熱々のおでんを提供する家長玲於代表=2日、大分市中央町

 おでんの季節がやってきた。寒さで冷えた体に、温か~いだしが染みわたる。空腹を満たしてくれる多種多様な具材は、地域によって差があるらしい。大分県民に人気のおかずを調査してみた。
 紀文食品(東京都)は、家庭の鍋料理に関する調査の中で、おでんによく入れる種についてアンケートをした。都道府県別に見ると、大分県は全国で最も多くかまぼこを食べていることが分かった。サトイモは4位、鶏肉は5位にランクインした。

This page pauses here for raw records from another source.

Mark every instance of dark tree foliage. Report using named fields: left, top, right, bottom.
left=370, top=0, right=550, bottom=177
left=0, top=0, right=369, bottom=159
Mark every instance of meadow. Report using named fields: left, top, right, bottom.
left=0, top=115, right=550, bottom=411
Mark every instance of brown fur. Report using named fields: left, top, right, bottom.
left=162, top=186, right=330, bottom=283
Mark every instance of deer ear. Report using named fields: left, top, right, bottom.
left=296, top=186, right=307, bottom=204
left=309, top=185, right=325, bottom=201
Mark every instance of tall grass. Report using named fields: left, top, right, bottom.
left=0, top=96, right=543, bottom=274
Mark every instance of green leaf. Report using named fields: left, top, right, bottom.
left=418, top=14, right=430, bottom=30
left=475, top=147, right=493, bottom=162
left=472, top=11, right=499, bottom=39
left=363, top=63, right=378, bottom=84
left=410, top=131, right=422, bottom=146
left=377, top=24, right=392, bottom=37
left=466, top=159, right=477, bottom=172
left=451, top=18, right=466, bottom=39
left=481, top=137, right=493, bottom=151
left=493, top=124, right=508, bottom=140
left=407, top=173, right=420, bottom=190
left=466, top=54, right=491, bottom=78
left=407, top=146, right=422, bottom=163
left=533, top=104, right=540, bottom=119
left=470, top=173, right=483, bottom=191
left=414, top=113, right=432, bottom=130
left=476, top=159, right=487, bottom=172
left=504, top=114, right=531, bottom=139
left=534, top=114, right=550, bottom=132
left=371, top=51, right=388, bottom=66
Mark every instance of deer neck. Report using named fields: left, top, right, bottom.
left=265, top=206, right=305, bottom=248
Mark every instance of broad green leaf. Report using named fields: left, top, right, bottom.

 サトイモは豊後大野市が産地として知られ、鶏肉は消費量が日本一。いずれも納得の結果だが、かまぼこは疑問が残る。大分市明野東のトキハインダストリーあけのアクロスタウンを訪れると、おでんのレトルト製品と並んで、練り物がびっしり。
 同店商品部の斉藤昇平さん(31)によると、かまぼこは冬になると他の季節の1・5倍ほど売れるという。「レトルト製品に追加で入れる具材として手軽だから選ばれているのかな」と推測する。買い物をしていた同市森町の主婦、西まさ子さん(69)は「鍋を彩ってくれる。柔らかい食感も良い」とほほ笑む。

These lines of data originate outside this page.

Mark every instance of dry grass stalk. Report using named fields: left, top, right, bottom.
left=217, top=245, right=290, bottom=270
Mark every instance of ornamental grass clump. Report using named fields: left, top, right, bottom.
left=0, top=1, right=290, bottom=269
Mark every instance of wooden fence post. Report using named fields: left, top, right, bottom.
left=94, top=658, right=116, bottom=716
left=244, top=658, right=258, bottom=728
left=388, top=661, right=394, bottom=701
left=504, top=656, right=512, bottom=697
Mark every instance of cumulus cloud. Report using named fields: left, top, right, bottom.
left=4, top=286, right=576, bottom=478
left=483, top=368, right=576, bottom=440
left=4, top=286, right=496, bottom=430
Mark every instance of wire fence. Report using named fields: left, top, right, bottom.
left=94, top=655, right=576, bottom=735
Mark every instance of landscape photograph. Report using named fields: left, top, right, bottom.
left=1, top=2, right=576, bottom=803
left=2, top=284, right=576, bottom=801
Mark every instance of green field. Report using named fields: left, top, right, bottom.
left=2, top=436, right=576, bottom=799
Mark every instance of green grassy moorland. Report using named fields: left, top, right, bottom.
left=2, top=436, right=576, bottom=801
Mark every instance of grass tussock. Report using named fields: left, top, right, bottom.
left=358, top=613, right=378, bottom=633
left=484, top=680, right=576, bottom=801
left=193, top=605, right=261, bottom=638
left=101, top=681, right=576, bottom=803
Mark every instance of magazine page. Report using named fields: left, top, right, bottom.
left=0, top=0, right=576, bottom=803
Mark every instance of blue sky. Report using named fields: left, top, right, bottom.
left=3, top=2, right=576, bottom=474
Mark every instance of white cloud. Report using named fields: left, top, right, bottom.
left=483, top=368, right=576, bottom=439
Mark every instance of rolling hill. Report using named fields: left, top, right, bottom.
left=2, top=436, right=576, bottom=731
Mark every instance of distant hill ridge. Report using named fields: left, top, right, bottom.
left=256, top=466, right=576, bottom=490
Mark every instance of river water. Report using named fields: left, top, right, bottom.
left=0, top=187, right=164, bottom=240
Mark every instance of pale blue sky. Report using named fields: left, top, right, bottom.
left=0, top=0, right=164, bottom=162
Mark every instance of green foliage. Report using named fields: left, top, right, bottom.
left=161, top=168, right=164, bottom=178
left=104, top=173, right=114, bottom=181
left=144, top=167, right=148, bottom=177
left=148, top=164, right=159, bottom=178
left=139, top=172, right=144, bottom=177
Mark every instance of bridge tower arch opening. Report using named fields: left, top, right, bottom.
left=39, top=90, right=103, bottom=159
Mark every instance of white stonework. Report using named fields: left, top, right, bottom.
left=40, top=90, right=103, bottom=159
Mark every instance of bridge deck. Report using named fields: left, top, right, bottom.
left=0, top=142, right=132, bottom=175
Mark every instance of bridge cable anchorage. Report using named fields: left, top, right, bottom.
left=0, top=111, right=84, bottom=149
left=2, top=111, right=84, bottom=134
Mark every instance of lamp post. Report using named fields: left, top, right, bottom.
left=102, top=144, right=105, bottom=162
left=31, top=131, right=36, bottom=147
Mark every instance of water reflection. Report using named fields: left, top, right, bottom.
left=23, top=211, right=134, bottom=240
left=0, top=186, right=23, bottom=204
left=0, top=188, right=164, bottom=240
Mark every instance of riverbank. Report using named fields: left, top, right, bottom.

 日本料理が専門の田北調理師専門学校専任講師の安部慎吾さん(39)は、かまぼこについて「練り物といえば関東ははんぺんやちくわぶが定番だが、大分はちくわとかまぼこの2強。大分県民は食にお金をかけない傾向にあり、値段も安いかまぼこが選ばれているのだろうか」と首をかしげた。
 おでんの具や味付けには地域差があり、郷土料理に近い発展を遂げた一方で、一家で食卓を囲む機会が減った近年は外食の一つとして楽しむ人も多い。
 大分市中央町で「おでんと炉端焼き一」のメニューを見ると、ちくわやこんにゃく、卵など王道もあるが、シュンギクにトマト、ナス、だし巻き玉子…と、珍しい種が目立つ。
 家長玲於代表(34)は「家では食べることのできない物を用意している。外食のおでんは意外性が大切です」と笑う。
 安部さんは「家庭では手軽に調理できる印象があるかもしれないが、凝れば凝るほど難しい料理。専門店には工夫が求められる」と述べた。
 自宅でおなじみの味にひと息ついたり、専門店に行って意外な具材を食べてみたり、多様な楽しみ方ができる奥深さがおでんにはある。寒さが増し、いよいよ冬本番。今日の夕食はおでんにしませんか?